SÃO PAULO - O Banco Central baixou mais uma medida que pode ampliar a liquidez dos bancos e, ao mesmo tempo, fortalecer o Fundo Garantidor de Crédito (FGC). Esse fundo, formado por contribuições mensais dos bancos, funciona como um seguro para depósitos bancários.

Valor Online |

Agora, a instituição que quiser antecipar contribuições ao FGC poderá descontar o montante da quantia recolhida ao BC como compulsório sobre depósitos à vista.

O banco interessado deverá antecipar 60 vezes o valor da contribuição relativa ao mês de agosto (recolhida em 1º de outubro). O desconto no compulsório vai perdurar por 60 meses (número equivalente ao de parcelas antecipadas), sendo que a dedução mensal corresponderá a 1/60 do valor antecipado ao FGC.

O banco deve comunicar formalmente ao BC sua intenção de antecipar o pagamento e a parcela de setembro não entra na conta. As determinações estão na Circular 3.416, assinada pelo diretor de Política Monetária, Mario Torós.
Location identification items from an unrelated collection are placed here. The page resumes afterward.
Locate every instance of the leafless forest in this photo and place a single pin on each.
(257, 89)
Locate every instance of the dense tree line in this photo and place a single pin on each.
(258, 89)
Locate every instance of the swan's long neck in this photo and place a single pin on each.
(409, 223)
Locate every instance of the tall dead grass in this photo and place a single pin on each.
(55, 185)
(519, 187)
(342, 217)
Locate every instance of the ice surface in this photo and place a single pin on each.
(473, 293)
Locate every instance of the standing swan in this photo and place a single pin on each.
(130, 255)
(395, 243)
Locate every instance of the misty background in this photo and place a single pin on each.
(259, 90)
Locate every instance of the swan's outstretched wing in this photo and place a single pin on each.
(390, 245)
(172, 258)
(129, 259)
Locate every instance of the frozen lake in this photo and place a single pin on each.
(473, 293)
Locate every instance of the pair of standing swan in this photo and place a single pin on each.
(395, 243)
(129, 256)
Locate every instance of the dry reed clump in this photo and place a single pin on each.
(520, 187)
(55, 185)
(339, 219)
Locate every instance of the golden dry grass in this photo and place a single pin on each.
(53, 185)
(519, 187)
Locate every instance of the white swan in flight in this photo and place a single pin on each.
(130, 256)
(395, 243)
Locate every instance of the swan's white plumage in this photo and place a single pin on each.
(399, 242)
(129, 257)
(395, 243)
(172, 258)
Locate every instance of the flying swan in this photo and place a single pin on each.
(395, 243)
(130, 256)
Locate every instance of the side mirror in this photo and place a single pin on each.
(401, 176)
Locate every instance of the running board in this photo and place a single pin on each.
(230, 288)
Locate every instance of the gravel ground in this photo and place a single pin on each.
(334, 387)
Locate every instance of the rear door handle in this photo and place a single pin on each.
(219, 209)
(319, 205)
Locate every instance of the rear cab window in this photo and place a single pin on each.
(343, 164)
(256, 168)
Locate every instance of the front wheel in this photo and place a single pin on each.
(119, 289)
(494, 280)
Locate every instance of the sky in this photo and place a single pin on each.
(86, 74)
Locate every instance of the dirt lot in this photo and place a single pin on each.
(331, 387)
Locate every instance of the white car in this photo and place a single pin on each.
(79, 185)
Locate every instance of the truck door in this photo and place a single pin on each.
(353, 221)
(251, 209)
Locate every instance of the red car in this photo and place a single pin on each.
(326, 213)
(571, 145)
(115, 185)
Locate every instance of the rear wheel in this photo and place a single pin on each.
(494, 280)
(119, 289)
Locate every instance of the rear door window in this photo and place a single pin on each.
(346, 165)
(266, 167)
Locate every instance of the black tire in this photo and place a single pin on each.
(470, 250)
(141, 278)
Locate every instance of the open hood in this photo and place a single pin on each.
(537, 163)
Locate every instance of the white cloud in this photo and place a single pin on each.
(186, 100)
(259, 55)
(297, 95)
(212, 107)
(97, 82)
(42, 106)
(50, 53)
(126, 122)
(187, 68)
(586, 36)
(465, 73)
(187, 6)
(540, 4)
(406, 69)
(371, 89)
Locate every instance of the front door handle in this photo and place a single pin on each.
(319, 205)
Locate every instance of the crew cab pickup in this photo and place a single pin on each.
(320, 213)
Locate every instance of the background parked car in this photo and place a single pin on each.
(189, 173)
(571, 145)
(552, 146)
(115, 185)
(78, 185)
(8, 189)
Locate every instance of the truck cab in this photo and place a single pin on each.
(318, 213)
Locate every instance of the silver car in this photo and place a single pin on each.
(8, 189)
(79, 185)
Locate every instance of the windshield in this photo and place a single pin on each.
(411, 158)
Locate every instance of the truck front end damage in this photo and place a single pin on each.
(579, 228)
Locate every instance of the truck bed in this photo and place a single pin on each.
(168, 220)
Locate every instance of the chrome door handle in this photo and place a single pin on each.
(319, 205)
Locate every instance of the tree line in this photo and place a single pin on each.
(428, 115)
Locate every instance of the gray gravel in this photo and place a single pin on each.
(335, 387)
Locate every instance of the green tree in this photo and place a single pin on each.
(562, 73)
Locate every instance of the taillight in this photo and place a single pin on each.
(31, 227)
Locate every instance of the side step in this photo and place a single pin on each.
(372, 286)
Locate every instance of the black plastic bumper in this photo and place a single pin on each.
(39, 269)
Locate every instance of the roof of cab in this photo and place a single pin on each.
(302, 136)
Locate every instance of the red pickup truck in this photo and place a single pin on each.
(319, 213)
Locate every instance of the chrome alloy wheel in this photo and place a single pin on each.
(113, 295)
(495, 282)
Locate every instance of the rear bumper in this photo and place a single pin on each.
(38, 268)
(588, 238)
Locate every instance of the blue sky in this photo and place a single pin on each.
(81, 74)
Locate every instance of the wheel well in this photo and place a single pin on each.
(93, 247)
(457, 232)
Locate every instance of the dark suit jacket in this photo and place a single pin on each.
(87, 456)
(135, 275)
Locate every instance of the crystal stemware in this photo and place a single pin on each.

Segundo o BC, a nova medida visa " prover liquidez ao mercado " . Ao mesmo tempo, porém, deverá injetar recursos no FGC. Se todos os bancos optarem por fazer a antecipação, o fundo poderá receber R$ 6 bilhões. E os bancos teriam esse mesmo potencial de desconto no compulsório, liberando recursos para aplicações rentáveis.

O FGC provê garantia para depósitos à vista, em contas-corrente, em poupança, depósitos a prazo, contas para pagamento de salário e aposentadorias, letras de câmbio, imobiliárias, hipotecárias e de crédito imobiliário. Os bancos fazem uma contribuição mensal equivalente a 0,0125% do saldo dessas contas. O valor máximo de seguro por instituição é de R$ 60 mil por depositante. Em 2007, o patrimônio do Fundo Garantidor de Crédito era de R$ 16,2 bilhões.